Trade and Industry Minister Rob Davies said the establishment of the holding company – Saudi Arabian South Africa Holding (Sasah) – had the potential to create R20-billion worth of business opportunities in the two countries.
Sasah comprises different business sectors, including real estate, health services, agriculture, trading, technical services, automotive industries, mining and minerals, construction, power construction, petro-chemicals downstream and engineering.
It falls in line with South Africa’s strategy of “seeking out new sources of investment and trade with dynamic economies”, Davies said, noting that both countries had the biggest economies in their respective regions.
He said Saudi Arabia was a “dynamic economy”, but that South Africa also had plenty to offer. “The African continent is the new great frontier, and SA has a pivotal role to play.”
The idea for a holding company was first proposed by Saudi Arabia South Africa Business Council co-chairs Iqbal Surve and Said Al Qahtani.
Sasah was formally endorsed by Saudi rince Faizal bin Saud Arabia in April, and has already secured R20-million to carry out feasibility studies for investments, particularly in agriculture, mining, mineral processing and petrochemicals.
Davies said many of the Gulf nations were looking to make investments in agriculture in Africa to ensure food security for their own population.

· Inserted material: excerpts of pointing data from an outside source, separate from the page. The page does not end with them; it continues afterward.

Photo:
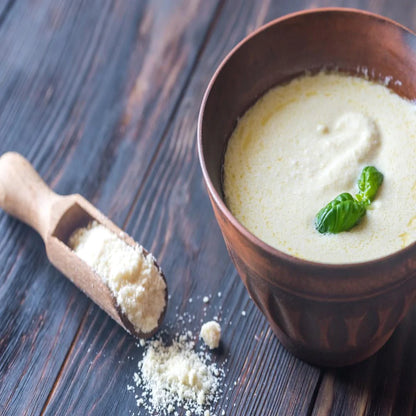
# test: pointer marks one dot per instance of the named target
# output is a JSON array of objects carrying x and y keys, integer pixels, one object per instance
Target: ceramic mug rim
[{"x": 218, "y": 199}]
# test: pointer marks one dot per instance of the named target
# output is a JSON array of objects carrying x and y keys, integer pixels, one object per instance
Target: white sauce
[{"x": 304, "y": 143}]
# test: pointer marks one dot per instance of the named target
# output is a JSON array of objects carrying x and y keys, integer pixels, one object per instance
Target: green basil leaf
[
  {"x": 340, "y": 214},
  {"x": 368, "y": 184}
]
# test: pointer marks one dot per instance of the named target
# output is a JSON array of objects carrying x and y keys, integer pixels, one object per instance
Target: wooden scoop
[{"x": 25, "y": 195}]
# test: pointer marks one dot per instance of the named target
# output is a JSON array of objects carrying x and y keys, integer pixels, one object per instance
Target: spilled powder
[{"x": 176, "y": 375}]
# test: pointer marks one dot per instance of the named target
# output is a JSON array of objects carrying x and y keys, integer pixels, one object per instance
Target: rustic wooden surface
[{"x": 102, "y": 97}]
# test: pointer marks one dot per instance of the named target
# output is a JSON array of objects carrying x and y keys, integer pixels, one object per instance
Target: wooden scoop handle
[{"x": 24, "y": 194}]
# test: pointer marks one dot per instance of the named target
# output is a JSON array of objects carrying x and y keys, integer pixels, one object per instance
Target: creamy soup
[{"x": 304, "y": 143}]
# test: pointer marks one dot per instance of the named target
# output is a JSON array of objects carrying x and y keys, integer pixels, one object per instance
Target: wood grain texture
[{"x": 103, "y": 97}]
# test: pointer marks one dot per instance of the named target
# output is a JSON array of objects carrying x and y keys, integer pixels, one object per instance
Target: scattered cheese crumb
[
  {"x": 176, "y": 375},
  {"x": 132, "y": 276},
  {"x": 211, "y": 334}
]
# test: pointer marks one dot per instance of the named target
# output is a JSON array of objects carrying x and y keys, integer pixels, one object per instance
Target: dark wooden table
[{"x": 102, "y": 97}]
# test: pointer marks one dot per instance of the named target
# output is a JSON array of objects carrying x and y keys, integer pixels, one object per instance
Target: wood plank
[
  {"x": 385, "y": 384},
  {"x": 69, "y": 72},
  {"x": 184, "y": 236}
]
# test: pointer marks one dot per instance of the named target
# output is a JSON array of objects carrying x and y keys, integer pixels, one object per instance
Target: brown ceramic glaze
[
  {"x": 326, "y": 314},
  {"x": 25, "y": 195}
]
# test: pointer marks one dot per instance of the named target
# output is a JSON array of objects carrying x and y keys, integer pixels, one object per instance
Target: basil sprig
[{"x": 344, "y": 212}]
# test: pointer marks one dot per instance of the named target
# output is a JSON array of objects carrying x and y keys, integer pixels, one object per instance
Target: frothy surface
[{"x": 304, "y": 143}]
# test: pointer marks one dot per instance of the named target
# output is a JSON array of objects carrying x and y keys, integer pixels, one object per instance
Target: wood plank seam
[
  {"x": 315, "y": 393},
  {"x": 207, "y": 36},
  {"x": 175, "y": 109},
  {"x": 6, "y": 11},
  {"x": 64, "y": 362}
]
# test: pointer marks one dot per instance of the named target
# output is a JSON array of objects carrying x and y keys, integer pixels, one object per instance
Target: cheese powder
[
  {"x": 176, "y": 375},
  {"x": 132, "y": 276}
]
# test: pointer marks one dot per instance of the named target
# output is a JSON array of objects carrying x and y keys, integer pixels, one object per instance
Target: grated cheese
[
  {"x": 211, "y": 334},
  {"x": 176, "y": 375},
  {"x": 132, "y": 276}
]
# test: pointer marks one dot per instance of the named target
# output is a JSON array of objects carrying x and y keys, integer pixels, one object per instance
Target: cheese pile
[
  {"x": 132, "y": 276},
  {"x": 177, "y": 375}
]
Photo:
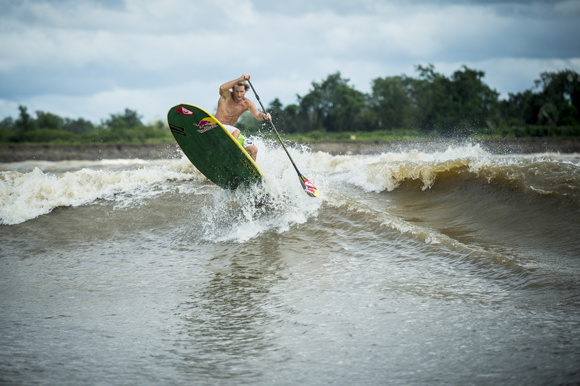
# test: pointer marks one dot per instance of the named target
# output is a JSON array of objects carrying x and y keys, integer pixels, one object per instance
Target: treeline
[
  {"x": 46, "y": 127},
  {"x": 429, "y": 105},
  {"x": 433, "y": 104}
]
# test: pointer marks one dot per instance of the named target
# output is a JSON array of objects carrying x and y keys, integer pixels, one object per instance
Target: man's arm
[
  {"x": 258, "y": 115},
  {"x": 225, "y": 88}
]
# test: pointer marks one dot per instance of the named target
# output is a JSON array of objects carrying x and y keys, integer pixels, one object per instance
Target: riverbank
[{"x": 17, "y": 153}]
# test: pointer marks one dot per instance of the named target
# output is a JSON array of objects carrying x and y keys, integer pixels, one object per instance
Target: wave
[
  {"x": 27, "y": 195},
  {"x": 543, "y": 174}
]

Saudi Arabia was also looking for South African expertise and technology in mining and other sectors, as a mining boom was expected in the northwest of Saudi Arabia.
Earlier this year, at the fourth session of the South Africa-Saudi Arabia Joint Economic Commission, the two countries agreed to increase their total trade to a targeted R60-billion within the next five years.
Davies said the current total trade between the two countries stood at R34-billion in 2011. This represented an annual growth rate of about 32.6% in just one year.
Surve said that “very large Saudi Arabian companies have indicated their willingness to participate. We’re expecting significant investment running into tens of billions of rands over the next few years.”
The Sasah and Saudi Arabia South Africa Business Council consortium will be open to all legally registered and financially sound business entities in both countries.